Lucrecia também cutucou Barbera ao afirmar que não iria ao jantar de gala em homenagem a Roman Polanski, apesar de ser a favor de que o novo filme do diretor polonês, "J'Accuse", fosse selecionado para a competição, por suscitar debates importantes. Polanski vive à sombra de uma acusação de estupro que teria cometido décadas atrás. A argentina afirmou que não consegue separar a obra do homem.

Dito isso, muitos apostam que é quase impossível que "J'Accuse" leve algum prêmio na noite de sábado, quando os Leões (de Ouro, para melhor filme, e de Prata, para melhor direção) serão entregues.

De olhos bem abertos

Já a jovem Eliza Scanlen, protagonista de "Babyteeth", tem grandes chances de levar a Copa Volpi de melhor atriz e marcar novamente a carreira da produtora australiana Jan Chapman. Além de "Babyteeth", Chapman produziu "O Piano", de Jane Campion, única diretora até hoje a ganhar a Palma de Ouro no Festival de Cannes.

"Produzi muitos filmes dirigidos por mulheres na minha carreira. E quase todos foram selecionados para grandes festivais. O programa que estamos desenvolvendo na Austrália é incrível. A gente tem seis ou sete filmes dirigidos por mulheres para estrear no país. Vejo com olhos muito otimistas a forma como o mundo tem se aberto para o trabalho das mulheres e está entendendo o quão incríveis as cineastas são", diz Chapman.

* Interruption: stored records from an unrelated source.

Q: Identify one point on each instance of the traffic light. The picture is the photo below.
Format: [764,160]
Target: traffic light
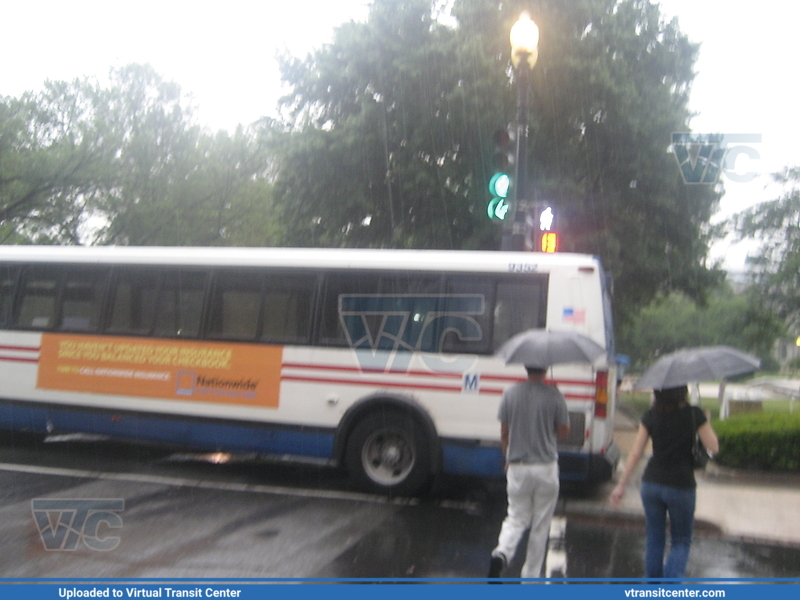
[545,232]
[500,183]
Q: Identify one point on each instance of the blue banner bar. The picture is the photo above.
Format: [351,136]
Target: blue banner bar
[467,589]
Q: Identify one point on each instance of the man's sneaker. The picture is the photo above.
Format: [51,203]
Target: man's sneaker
[496,566]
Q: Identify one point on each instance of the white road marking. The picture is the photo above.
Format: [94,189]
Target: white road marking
[556,559]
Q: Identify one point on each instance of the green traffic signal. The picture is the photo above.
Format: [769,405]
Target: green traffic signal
[499,185]
[497,208]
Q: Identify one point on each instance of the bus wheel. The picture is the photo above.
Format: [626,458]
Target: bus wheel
[388,453]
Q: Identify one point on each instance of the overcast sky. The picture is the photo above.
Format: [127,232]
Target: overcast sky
[223,55]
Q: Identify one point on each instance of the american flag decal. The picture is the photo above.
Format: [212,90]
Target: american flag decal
[571,315]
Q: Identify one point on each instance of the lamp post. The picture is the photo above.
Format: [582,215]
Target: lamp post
[524,52]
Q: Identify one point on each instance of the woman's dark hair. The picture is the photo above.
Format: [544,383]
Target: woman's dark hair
[670,398]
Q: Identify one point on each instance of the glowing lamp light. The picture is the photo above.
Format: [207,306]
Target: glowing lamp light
[524,41]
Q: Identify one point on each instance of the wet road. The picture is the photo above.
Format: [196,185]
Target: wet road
[210,516]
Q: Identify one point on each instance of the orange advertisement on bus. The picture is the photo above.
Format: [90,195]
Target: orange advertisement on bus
[217,372]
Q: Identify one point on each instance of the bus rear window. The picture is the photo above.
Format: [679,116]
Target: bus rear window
[8,276]
[517,307]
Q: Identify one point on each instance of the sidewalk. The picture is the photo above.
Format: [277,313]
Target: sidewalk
[759,507]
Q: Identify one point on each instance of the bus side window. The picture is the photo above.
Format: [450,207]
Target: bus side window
[517,307]
[235,305]
[287,309]
[180,304]
[82,300]
[133,302]
[8,276]
[37,303]
[466,326]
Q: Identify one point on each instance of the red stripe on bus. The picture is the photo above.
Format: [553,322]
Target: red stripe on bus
[506,378]
[21,348]
[409,386]
[18,359]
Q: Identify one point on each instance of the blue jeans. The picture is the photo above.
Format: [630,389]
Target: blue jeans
[660,501]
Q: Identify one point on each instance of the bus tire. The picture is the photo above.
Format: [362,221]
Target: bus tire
[388,453]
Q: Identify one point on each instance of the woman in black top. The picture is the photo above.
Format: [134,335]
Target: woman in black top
[668,484]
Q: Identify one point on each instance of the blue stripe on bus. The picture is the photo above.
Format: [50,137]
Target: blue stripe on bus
[458,458]
[485,461]
[195,434]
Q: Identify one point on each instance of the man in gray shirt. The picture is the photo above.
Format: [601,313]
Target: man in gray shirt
[532,414]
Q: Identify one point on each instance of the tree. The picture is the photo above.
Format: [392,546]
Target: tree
[675,321]
[388,136]
[126,164]
[775,265]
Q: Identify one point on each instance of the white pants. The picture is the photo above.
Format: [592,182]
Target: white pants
[532,496]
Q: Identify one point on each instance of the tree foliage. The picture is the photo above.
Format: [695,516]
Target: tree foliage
[388,132]
[775,265]
[675,322]
[125,164]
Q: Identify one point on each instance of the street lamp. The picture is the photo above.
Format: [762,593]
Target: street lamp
[524,52]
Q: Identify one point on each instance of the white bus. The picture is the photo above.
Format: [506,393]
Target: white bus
[377,360]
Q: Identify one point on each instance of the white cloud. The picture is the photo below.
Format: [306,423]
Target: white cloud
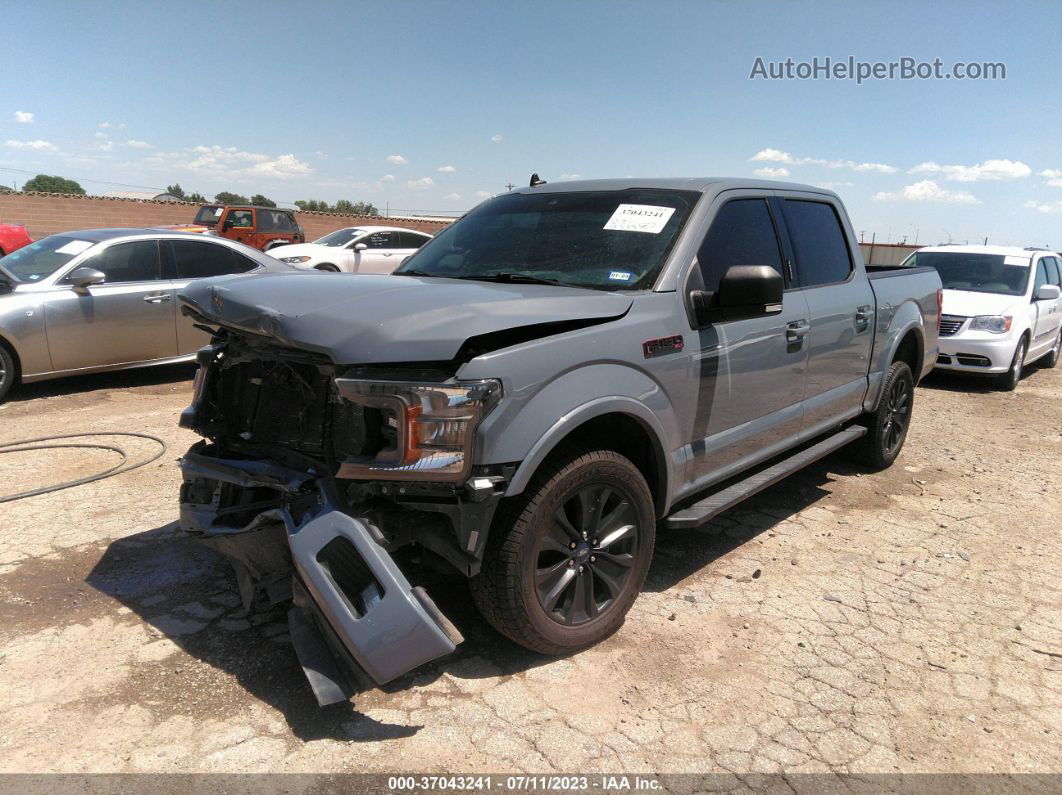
[769,171]
[990,170]
[927,190]
[38,145]
[1054,176]
[1045,207]
[776,155]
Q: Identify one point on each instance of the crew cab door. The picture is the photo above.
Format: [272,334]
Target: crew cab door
[750,373]
[841,309]
[131,317]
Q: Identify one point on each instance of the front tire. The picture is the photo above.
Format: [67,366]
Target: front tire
[1009,380]
[567,557]
[888,424]
[9,372]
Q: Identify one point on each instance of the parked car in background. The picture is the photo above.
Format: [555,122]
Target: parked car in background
[528,398]
[12,238]
[258,227]
[1001,308]
[84,301]
[377,249]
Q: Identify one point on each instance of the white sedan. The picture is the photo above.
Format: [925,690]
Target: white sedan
[355,249]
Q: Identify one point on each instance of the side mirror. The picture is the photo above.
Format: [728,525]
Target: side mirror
[744,292]
[1047,292]
[85,277]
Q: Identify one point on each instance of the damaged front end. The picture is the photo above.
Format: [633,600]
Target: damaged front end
[315,480]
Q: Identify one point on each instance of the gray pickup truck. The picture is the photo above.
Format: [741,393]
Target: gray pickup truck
[528,399]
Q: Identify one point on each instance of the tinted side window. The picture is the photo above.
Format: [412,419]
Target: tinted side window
[819,244]
[194,260]
[411,240]
[129,262]
[1052,271]
[741,234]
[1041,276]
[380,240]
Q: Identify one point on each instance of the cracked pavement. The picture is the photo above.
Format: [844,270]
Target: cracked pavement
[843,621]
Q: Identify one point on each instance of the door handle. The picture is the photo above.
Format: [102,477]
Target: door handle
[797,330]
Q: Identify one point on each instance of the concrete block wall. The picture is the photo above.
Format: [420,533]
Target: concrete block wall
[48,213]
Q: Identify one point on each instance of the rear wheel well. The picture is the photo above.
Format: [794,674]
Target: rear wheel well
[626,435]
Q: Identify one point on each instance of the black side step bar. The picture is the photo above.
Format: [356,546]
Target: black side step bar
[704,511]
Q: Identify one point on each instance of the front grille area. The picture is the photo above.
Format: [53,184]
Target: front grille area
[949,324]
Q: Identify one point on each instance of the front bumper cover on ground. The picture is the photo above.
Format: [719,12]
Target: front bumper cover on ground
[356,620]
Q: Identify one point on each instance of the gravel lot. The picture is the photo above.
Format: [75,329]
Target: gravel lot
[909,620]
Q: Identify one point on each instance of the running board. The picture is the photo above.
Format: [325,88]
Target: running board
[704,511]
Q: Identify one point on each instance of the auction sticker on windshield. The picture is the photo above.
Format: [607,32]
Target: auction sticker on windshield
[639,218]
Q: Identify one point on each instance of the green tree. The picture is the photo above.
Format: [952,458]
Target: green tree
[226,197]
[46,184]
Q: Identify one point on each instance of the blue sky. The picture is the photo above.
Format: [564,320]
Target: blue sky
[431,106]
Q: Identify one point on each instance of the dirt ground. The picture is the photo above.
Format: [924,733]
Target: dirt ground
[909,620]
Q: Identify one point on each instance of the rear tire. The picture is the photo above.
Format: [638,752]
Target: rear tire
[1052,356]
[9,372]
[567,557]
[888,424]
[1009,380]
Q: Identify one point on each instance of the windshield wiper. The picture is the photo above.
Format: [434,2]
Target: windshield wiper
[514,278]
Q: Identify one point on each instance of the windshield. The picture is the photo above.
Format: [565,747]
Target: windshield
[41,259]
[606,240]
[339,238]
[976,273]
[208,215]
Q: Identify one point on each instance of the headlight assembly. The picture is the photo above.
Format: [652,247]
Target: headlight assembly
[995,324]
[417,431]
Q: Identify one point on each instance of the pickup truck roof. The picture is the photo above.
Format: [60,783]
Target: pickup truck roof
[700,184]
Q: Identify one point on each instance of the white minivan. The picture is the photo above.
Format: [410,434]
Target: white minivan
[1001,308]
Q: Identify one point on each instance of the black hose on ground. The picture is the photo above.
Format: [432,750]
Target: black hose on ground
[45,443]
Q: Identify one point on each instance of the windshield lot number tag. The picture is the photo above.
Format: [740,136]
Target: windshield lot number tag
[639,218]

Se, na noite de sábado, o júri presidido por Lucrecia Martel der um dos principais prêmios para Shannon e "Babyteeth", os olhos do mundo vão se abrir ainda mais, o debate se ampliar e, quem sabe, o modelo australiano poderá inspirar mais países a investir no talento das cineastas. Então, talvez, Shannon nunca mais tenha de responder a essas perguntas nos festivais de cinema.